Is your network ready for big data?

The "big" in big data is enough to make most IT architects worry about the possibility of an increased load on an already taxed infrastructure. As enterprises move from experimentation to wide deployment of big data and other clustered applications, the network that underpins the entire thing becomes both more critical, and more loaded, than ever.

IT leaders need to ask themselves one simple question: Is my network ready for big data?

Big data is big, but not how you think

When most people think about big data, they imagine massive applications spanning thousands of nodes in support of the largest web-scale companies. While it is true that these deployments do exist (Yahoo! notably has more than 40,000 Hadoop nodes), the average enterprise big data deployment is actually in the 100 to 150 node range.

So, if the average deployment is relatively small, is scale even an issue?

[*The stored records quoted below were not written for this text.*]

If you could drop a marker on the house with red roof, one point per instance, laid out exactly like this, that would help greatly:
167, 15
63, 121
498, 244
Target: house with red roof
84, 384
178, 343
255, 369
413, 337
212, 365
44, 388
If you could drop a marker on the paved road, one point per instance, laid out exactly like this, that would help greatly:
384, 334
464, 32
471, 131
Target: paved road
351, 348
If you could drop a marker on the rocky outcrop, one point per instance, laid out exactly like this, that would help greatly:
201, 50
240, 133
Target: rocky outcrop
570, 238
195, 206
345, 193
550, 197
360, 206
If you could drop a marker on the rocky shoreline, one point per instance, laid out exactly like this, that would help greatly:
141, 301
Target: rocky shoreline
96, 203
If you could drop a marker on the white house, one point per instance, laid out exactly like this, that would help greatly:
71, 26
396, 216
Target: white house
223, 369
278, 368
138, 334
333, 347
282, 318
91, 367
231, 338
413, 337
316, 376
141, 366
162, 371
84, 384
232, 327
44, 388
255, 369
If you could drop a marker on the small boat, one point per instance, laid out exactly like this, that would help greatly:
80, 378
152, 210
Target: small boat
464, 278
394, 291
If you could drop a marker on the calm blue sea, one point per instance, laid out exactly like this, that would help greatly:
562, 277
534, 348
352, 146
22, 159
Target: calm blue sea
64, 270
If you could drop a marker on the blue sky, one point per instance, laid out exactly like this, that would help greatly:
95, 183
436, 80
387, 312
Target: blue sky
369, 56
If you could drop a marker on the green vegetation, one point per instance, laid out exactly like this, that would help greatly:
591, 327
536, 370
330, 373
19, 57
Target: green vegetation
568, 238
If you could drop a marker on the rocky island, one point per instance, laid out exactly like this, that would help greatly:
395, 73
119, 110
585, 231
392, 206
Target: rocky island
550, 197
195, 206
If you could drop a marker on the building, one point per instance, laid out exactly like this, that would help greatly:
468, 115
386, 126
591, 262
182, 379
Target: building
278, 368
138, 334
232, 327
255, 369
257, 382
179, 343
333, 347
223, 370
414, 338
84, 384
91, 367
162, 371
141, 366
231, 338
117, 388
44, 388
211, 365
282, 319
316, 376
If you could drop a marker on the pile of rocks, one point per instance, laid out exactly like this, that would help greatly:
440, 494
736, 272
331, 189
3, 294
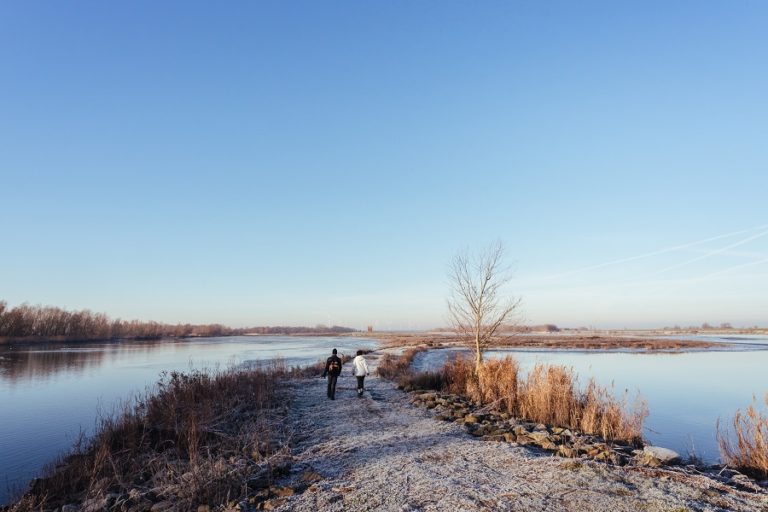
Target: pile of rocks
501, 427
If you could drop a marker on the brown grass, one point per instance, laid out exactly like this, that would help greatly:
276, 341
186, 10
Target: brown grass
750, 451
197, 439
549, 394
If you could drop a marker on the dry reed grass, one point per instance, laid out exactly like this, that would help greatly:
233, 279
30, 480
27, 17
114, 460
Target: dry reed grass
550, 395
750, 451
177, 442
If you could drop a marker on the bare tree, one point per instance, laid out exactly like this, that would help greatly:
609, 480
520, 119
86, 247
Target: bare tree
478, 305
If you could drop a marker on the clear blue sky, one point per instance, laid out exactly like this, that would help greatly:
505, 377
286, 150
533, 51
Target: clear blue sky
320, 162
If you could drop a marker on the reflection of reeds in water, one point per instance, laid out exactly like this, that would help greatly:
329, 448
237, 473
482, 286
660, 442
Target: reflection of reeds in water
549, 394
750, 450
198, 438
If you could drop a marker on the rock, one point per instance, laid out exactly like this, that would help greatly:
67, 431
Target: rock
162, 506
95, 505
524, 440
655, 456
281, 492
273, 504
548, 445
310, 477
520, 430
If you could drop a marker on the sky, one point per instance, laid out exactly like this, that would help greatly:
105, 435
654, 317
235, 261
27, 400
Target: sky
303, 163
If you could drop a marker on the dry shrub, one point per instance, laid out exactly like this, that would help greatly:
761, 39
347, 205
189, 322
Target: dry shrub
548, 396
497, 382
175, 439
459, 377
601, 413
750, 453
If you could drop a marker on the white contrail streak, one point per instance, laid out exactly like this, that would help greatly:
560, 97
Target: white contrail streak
654, 253
711, 253
726, 270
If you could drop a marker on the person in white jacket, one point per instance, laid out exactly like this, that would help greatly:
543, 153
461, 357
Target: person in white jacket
359, 370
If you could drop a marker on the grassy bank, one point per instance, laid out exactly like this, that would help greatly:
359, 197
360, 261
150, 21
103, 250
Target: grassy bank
746, 447
197, 439
548, 394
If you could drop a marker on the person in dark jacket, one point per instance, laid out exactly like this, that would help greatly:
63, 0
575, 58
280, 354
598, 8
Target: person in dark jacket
332, 371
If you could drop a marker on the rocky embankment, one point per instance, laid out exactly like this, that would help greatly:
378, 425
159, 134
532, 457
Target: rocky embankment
392, 450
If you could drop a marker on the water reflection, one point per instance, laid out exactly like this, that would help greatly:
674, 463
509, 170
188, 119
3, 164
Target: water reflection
686, 392
44, 362
50, 393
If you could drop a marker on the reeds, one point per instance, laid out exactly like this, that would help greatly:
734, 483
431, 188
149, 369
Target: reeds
198, 438
750, 451
549, 394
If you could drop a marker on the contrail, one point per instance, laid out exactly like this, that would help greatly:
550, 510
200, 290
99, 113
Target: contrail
654, 253
711, 253
726, 270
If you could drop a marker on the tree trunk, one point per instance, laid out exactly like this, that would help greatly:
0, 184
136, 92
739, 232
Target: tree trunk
478, 354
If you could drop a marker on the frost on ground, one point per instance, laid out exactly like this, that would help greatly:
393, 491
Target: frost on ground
380, 452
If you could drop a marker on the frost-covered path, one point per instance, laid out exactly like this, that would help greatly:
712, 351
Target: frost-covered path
380, 452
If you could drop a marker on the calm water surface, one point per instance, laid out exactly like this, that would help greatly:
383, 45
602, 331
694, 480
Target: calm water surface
686, 392
50, 393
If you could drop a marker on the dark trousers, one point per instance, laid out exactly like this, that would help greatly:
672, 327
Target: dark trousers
332, 386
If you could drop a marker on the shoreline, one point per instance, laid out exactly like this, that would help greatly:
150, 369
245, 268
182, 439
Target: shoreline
350, 454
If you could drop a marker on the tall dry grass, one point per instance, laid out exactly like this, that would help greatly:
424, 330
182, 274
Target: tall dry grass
177, 442
548, 394
750, 450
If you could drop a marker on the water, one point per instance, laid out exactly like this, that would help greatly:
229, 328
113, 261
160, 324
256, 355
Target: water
50, 393
686, 392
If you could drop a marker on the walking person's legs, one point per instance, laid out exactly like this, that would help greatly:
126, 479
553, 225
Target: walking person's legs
332, 386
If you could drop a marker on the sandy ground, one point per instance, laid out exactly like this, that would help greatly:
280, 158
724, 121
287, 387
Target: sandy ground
380, 452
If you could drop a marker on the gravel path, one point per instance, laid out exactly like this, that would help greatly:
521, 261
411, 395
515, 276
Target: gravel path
380, 452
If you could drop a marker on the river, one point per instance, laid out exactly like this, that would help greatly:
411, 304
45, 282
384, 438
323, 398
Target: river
51, 393
686, 392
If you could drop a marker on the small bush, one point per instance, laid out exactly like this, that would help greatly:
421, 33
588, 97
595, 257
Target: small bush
750, 452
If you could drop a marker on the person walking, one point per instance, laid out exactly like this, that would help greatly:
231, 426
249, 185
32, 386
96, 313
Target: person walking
332, 371
360, 370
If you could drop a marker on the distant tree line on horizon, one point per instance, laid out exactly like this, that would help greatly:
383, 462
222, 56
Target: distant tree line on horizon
51, 323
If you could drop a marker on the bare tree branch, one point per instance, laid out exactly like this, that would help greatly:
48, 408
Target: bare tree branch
477, 306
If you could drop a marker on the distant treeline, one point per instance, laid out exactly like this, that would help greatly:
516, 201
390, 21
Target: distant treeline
514, 328
27, 322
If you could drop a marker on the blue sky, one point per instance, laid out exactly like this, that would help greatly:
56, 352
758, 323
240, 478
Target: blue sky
321, 162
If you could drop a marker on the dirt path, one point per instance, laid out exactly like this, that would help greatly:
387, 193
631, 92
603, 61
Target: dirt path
380, 452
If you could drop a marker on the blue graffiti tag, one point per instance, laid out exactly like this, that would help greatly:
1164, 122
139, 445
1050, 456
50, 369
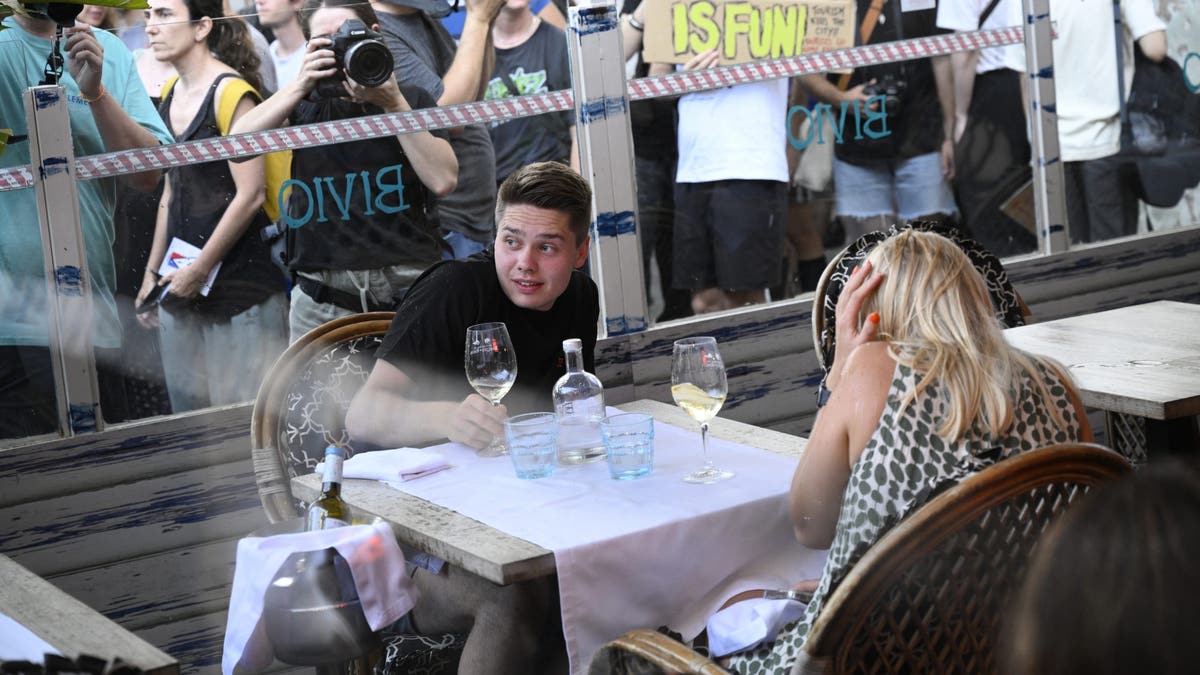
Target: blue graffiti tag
45, 99
69, 280
1193, 87
864, 117
82, 417
387, 181
53, 166
611, 223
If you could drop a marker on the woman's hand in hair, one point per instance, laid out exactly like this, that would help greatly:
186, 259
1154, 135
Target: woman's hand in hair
859, 287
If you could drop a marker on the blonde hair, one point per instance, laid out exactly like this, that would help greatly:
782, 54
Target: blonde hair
937, 318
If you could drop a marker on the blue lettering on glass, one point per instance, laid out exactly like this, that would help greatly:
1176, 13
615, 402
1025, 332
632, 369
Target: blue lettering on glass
388, 181
1193, 87
822, 115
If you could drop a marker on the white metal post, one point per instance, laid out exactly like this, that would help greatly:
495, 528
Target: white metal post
1048, 178
606, 159
69, 288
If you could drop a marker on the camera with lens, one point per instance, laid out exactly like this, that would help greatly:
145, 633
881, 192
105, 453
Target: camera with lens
360, 54
892, 89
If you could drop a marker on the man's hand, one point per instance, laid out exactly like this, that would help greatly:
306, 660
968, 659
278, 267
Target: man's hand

For most enterprises, scale isn't going to be about one or two big data applications. Today, enterprises already experimenting in this field are really just dipping their toes into the proverbial big data water. The deployments are small because they are more of an experiment than a business-critical application. However, if these initial forays into the space yield business success, expect the addition of other applications to quickly follow.

The likely course this will take is the proliferation of small big data applications, each consuming a few hundred nodes. While most companies will never experience the complexity of a 10,000-node deployment, they will start to experience the aggregate load of a few dozen smaller applications.

The role of bandwidth for big data

The entire premise of big data is to break large workloads into smaller, more consumable chunks. To do this, data has to be replicated to servers in a cluster. Since most big data applications make three copies of every piece of information (two in the rack, one in another rack for resiliency), the load on the network becomes large very quickly.

Traditionally, handling load on a network is done with a technology called Equal Cost Multi-Pathing (ECMP). Essentially, ECMP distributes flows across a small number of equal cost paths in the network. So, even though there might be many ways to get from point A to point B, ECMP will select the shortest path and load balance across those. For big data flows, this can create problems. When you send a lot of traffic across the same few paths, you can get congestion in the network. Most big data applications deal with congestion by simply resending the request. But, during times of congestion retransmissions only exacerbate the problem.

The hottest trend in networking is a technology called software-defined networking (SDN). SDN's core architectural tenet is the separation of control and forwarding. By creating a central control point, SDN is able to intelligently look at the network in its entirety. This makes it possible to intelligently forward traffic along longer but less congested paths. It could be that the adoption of non-equal-cost multi-pathing is one key to successfully scaling infrastructure for big data.

More than bandwidth

While SDN can help alleviate the bandwidth issues by utilizing more of the available paths in the network, scaling big data is not only about bandwidth. If the growth of big data in enterprise datacenters involves multiple applications, that means the more looming scaling concern is how the network can account for different applications with different requirements.

Most networks today are built to be agnostic to the applications running on them. That means the network is designed to be general purpose, treating all applications in roughly the same way.

But not all big data applications are the same. Some are very bandwidth heavy (as with data backups). Others are more latency sensitive (like recommendation engines in AdTech). Others are sensitive to jitter or loss. And still others have strict compliance requirements (PCI or HIPAA). The point here is that it is impossible for a single network to treat these applications differently if that network is not at least somewhat application aware.

SDN has the potential to support application requirements via abstract policy expression. In other words, users can define an application and attribute to it the things that are most important. If bandwidth is important, the controller can dynamically create high-capacity links when necessary. If latency is important, the controller can help ensure the shortest possible path is always used. If isolating traffic for compliance reasons is critical, the controller can create tunnels.

The future of enterprise IT is changing dramatically, led by applications like big data. Fortunately, technology advances in the underpinning infrastructure should offer relief for enterprises looking to take advantage. However, IT architects will need to plot their infrastructure courses carefully and deliberately to ensure that the underlying infrastructure intersects the applications they want to run.